Was noch 2007 eine der am höchsten frequentierten Flugrouten der Welt war, ist heute eine Domäne der Schiene. Rund zwei Drittel der Passagiere wählen hier den Zug. Weil er besser ist. Menschen schnell und sicher verbindet, ein exzellentes Reiseerlebnis verspricht, das Klima schützt und die Wirtschaft voranbringt. Den Backbone bilden Innovationen wie digitale Zugsteuerung, datenbasierte Wartung, Künstliche Intelligenz, 3D-Druck, Leichtbau. Deshalb investiert die Bahnindustrie unseres Landes jährlich rund 9 Prozent des Umsatzes in Forschung und Entwicklung.
Doch das Budget des Schienenforschungsprogramms, rund 33 Millionen Euro, fällt im globalen Vergleich, der nach Milliarden misst, fast fahrlässig bescheiden aus. Nötig sind mindestens 150 Millionen Euro jährlich. Und nötig ist eine Modernisierung der öffentlichen Vergabe, die den Markthochlauf von Innovationen jetzt viel ambitionierter aktivieren muss.
Drittens: resiliente Industrie
Inzwischen gehört es zum guten Ton, resiliente europäische Spitzenindustrien zu unterstützen, um Europas strategische Souveränität zu sichern. Richtig. Aber die Realität öffentlicher Vergaben sieht leider oft anders aus. Elementar sind offene Märkte mit gleichen Spielregeln für alle in Europa. Bizarrerweise aber diskriminiert Europa just die eigene Bahnindustrie. Denn sehr zu Recht gilt für europäische Unternehmen die Regel: Staatliche Subventionen sind nicht erlaubt. Das ist deshalb essenziell, weil sich mittels Subventionen Preise künstlich senken und mithin öffentliche Ausschreiben gewinnen lassen.

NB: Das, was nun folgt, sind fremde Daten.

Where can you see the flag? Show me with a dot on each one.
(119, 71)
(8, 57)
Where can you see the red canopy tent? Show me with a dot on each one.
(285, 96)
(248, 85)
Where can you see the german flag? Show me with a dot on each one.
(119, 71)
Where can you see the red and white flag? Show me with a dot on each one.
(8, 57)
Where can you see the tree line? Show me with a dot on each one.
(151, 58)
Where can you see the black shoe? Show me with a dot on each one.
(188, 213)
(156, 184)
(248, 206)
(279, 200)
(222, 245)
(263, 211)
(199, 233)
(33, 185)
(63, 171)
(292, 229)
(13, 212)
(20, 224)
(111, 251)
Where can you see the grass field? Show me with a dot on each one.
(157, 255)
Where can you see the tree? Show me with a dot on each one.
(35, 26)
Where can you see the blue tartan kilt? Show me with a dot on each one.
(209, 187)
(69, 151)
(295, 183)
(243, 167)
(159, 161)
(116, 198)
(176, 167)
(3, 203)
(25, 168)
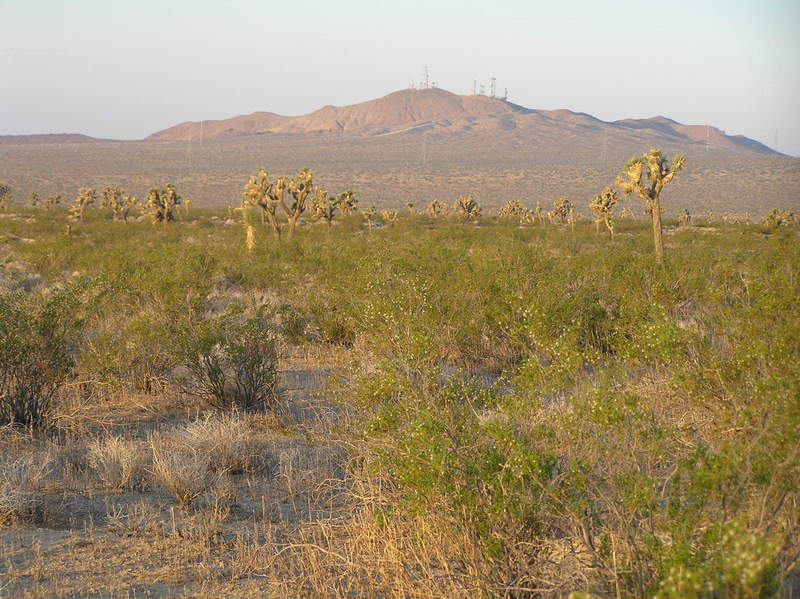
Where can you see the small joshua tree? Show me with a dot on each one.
(655, 167)
(111, 198)
(775, 218)
(324, 207)
(248, 218)
(5, 195)
(466, 208)
(347, 202)
(563, 211)
(513, 209)
(370, 214)
(300, 188)
(602, 206)
(266, 195)
(390, 216)
(162, 204)
(86, 197)
(127, 203)
(437, 208)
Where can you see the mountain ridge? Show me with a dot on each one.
(406, 111)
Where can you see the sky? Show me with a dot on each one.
(125, 69)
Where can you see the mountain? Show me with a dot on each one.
(49, 138)
(411, 111)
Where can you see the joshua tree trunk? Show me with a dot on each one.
(658, 240)
(291, 225)
(609, 227)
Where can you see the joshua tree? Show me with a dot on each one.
(111, 199)
(324, 207)
(602, 207)
(266, 195)
(5, 196)
(126, 205)
(563, 211)
(776, 218)
(162, 204)
(390, 216)
(86, 197)
(347, 202)
(659, 173)
(437, 208)
(370, 214)
(513, 209)
(467, 208)
(248, 218)
(300, 187)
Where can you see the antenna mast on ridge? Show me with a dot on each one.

Nur: Genau das dürfen außereuropäische Staatskonzerne – in Europa. Folge: Milliarden von europäischen Steuergeldern aus dem EU-Haushalt und Konjunkturprogramm können für EU-Schienenprojekte an außereuropäische Staatskonzerne abfließen. Denn sie dürfen dank einer völlig aus der Zeit gefallenen Lücke in der EU-Subventionskontrolle europäische Wettbewerber subventioniert ausstechen.

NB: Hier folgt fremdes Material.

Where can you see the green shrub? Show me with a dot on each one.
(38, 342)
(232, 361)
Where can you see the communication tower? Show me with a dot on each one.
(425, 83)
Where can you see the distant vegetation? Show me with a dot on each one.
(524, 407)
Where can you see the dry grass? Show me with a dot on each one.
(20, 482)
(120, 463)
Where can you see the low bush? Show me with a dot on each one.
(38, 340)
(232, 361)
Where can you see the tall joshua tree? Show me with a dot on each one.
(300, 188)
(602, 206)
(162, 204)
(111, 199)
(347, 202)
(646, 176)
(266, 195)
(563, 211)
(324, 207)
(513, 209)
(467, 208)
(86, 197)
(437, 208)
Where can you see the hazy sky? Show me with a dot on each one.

Unfair ist das vor allem gegenüber den 400.000 Mitarbeiterinnen und Mitarbeitern in Europas Bahnindustrie, die in der Corona-Krise jeden Tag systemrelevante Leistungen gesichert haben. Arbeitsplätze und Innovationskraft „Made in Europe“ brauchen fairen, freien Wettbewerb. Immerhin hat die EU-Kommission dafür nun Vorschläge gemacht. Entscheidend wird sein, dass diese nicht nur auf dem Papier, sondern de facto greifen. Dafür hat nur die EU-Kommission die Kompetenz, Neutralität und zentrale Rolle.

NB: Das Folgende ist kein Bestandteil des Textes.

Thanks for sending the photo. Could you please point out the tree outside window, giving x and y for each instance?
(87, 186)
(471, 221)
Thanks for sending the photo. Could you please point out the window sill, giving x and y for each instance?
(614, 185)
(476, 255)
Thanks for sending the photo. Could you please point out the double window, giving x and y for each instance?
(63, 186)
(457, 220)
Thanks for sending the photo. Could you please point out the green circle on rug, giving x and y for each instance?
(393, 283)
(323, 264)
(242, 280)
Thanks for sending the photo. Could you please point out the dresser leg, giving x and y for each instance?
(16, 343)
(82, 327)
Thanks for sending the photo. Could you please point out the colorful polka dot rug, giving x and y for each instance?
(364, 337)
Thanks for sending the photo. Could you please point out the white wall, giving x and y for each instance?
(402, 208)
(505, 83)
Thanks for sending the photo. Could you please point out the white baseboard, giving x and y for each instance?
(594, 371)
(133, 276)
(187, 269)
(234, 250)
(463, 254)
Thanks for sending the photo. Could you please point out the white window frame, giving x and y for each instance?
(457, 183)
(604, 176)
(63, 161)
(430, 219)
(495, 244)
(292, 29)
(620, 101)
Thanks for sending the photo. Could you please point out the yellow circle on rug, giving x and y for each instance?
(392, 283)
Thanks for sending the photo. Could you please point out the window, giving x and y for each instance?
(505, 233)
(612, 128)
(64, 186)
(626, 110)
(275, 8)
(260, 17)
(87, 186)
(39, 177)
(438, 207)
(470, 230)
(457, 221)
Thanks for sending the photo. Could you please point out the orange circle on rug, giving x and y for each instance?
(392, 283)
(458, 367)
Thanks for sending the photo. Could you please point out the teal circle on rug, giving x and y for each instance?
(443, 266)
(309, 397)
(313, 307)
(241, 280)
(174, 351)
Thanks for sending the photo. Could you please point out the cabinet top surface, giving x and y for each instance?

Auch die EU hat ihre Begeisterung für die Schiene entdeckt. Erster klimaneutraler Kontinent – das ist Europas Ziel bis 2050. Dafür muss Mobilität klimaneutral werden. Dass die Schiene dazu maßgeblich beitragen kann, daran besteht in Brüssel kein Zweifel. Kurzerhand deklariert die EU-Kommission das Jahr 2021 zum „European Year of Rail“. Besser hätte das Timing nicht sein können. Denn nur wer 2021 investiert, Innovationen fördert und strategisch Klima-Industrien wie die Bahn stärkt, wird bei der Neuordnung der Weltwirtschaft nach der Pandemie-Krise eine führende Rolle spielen.